There’s an expression in Chinese, 废话连篇 (fèi huà lián piān), which means spewing pages of useless text. It can be pretty mean if you’re talking about a person, but let me assure you I’m talking about AI! A staff engineer at a cloud-native database company was describing the AI-powered RCA solution they were using, saying "it just goes off with a wall of text. Nobody has time to go through that during an incident. You always have to keep pushing it back on track. Most of us just let it do its thing in its own thread and ignore it. Sometimes, we check if what we did matched the agent afterwards."
A lot of reliability teams share experiences like this with me, and they usually ignore the reams of hallucinated RCAs filling up their on-call Slack channels. The worst (and also maybe the funniest?) was when one team told me they started manually copying logs into ChatGPT because it gave them better answers than the AI SRE product they were paying for.
It doesn't take much for a busy engineer to give up on a tool. Who can blame them if it’s hallucinating in the middle of an incident? The bottom line is that when it comes to incident management, most teams underestimate how hard it is for AI to deliver consistent, accurate RCAs. What gets missed most is the amount of janitorial data engineering it takes to make it work well.
Let me take you through it.
Why AI accuracy is hard
Everything comes down to context management. If you ask ChatGPT or Claude a question, you should expect a generic answer. By default, it’s not going to be specific to your workload, your environment, your architecture, or your team's priorities. The model has no persistent understanding of your service dependencies, your deployment history, or your team's roadmap.
Without deep, structured context about the specific environment, AI produces generic output. Now, generic answers can be more than good enough for lots of use cases. For example, if you're troubleshooting a known error with a well-documented fix, a generic answer will probably get you there. But in a real incident, the root cause is buried beneath layers of symptoms and you don't know where to start. But for incident investigation in your specific environment, it will not. For this, you need an answer specific to your system, not a generic answer that could apply to any system.

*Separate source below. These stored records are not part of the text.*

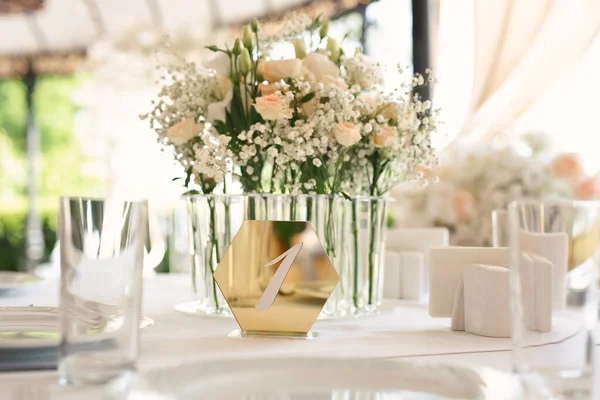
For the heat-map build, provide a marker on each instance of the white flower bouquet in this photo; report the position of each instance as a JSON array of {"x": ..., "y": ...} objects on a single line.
[
  {"x": 317, "y": 123},
  {"x": 475, "y": 180}
]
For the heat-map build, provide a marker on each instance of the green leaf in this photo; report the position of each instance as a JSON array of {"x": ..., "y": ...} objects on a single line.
[
  {"x": 188, "y": 177},
  {"x": 308, "y": 97},
  {"x": 221, "y": 127}
]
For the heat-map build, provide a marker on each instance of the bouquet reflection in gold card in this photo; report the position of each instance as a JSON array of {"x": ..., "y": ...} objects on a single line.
[{"x": 276, "y": 277}]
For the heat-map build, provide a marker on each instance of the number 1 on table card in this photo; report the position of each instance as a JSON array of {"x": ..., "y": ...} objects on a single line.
[{"x": 268, "y": 297}]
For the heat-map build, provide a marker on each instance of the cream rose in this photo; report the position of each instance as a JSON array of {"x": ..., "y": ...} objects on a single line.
[
  {"x": 272, "y": 107},
  {"x": 282, "y": 69},
  {"x": 318, "y": 66},
  {"x": 266, "y": 90},
  {"x": 183, "y": 131},
  {"x": 220, "y": 63},
  {"x": 384, "y": 137},
  {"x": 216, "y": 111},
  {"x": 347, "y": 134},
  {"x": 387, "y": 110},
  {"x": 335, "y": 81},
  {"x": 309, "y": 107}
]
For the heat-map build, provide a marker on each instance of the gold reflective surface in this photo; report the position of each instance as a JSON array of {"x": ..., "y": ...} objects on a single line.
[{"x": 276, "y": 277}]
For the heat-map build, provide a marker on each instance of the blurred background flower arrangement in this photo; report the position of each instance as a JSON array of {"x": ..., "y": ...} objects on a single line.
[{"x": 474, "y": 179}]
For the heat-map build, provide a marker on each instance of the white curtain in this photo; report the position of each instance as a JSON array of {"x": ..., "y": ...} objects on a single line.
[
  {"x": 497, "y": 58},
  {"x": 521, "y": 49}
]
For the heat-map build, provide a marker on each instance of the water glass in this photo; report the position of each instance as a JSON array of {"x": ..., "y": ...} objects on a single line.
[
  {"x": 500, "y": 228},
  {"x": 101, "y": 256},
  {"x": 553, "y": 294}
]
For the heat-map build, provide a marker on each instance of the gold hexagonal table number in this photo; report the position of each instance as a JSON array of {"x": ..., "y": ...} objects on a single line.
[{"x": 276, "y": 278}]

Why AI Root Cause Analysis (RCA) is even harder
Most AI use cases come down to one-shot retrieval. There is a question, there is a known answer somewhere, and the model finds it and returns it. One round trip. Enterprise search, for example, works this way. The answer exists, and the agent retrieves it.
But RCA isn’t about retrieval. It’s about exploration.
When an alert fires, even experienced engineers don’t know the root cause. They start with incomplete information and work through a sequence of exploratory actions: form a hypothesis, formulate a query to validate it, interpret the result, decide where to look next.
You might wonder what's stopping teams from just providing relevant context to a generic model. All they have to do is connect Claude Code to a suite of MCP servers and give it access to Datadog, GCP logs, and their infrastructure. Then it could issue queries with some context.
While this sounds great in theory, that's a lot of data for an agent to make sense of. It needs to know how to navigate all that information and accurately parse what it means, where it's coming from, how it's behaved historically.
Except without that understanding, you may as well be in a casino.
Without an understanding of available log data, metric schemas, and service dependencies, the model doesn’t know what to query or how to query it. It constructs queries against fields and labels that don’t actually exist in your environment. Those queries either return nothing or return an impossibly large volume of data the model cannot process. The investigation is broken before any answer is produced.
Each failed query costs tokens, adds latency, and wastes money. The model will try a bunch of things. The vast majority of those attempts will not work. But if you get to that point, you've likely already burned through your token budget and your engineer's patience.
What's required for accurate AI-powered RCA
Three things, and each is harder than it looks.
Knowledge curation. Customer data is scattered across different systems like Slack, Jira, Datadog, GitHub, Buildkite, and PagerDuty. Each stores different types of data in different formats. Before an incident ever fires, you need a data engineering pipeline that understands what is in each system, how the data relates across systems, and how to represent it in a way an LLM can reason over during an investigation. This is the pre-work. It’s a data processing and data engineering problem. None of it is glamorous. But without it, the model has no foundation to reason from.
Schema discovery. If you hire the best engineer in the world and ask them to debug a Sev1 outage on day one, they would have no idea what to do. Not because they lack skill, but because they do not yet understand the environment. They need to know what services exist, how they depend on each other, what monitoring is in place, and what the data looks like. Schema discovery is how the agent builds that understanding.
For every monitoring and telemetry tool the agent queries, it needs to know what log streams are available, what metrics exist, and what query structures are valid. And this has to happen proactively. We achieve this by scanning the entire system before any incident needs to be investigated. The agent orients itself within the environment so that when an incident fires, it already knows where to look and what kinds of queries will return meaningful results.
The real bar
Just like a human SRE solving an unbounded, unstructured problem, an AI agent needs context, needs to create limits, stack rank likely causes, explore smartly, test hypotheses, and run processes of elimination. That’s the baseline for accurate RCA. Only when an AI SRE is properly supported by that foundation, will it stop producing pages of useless text.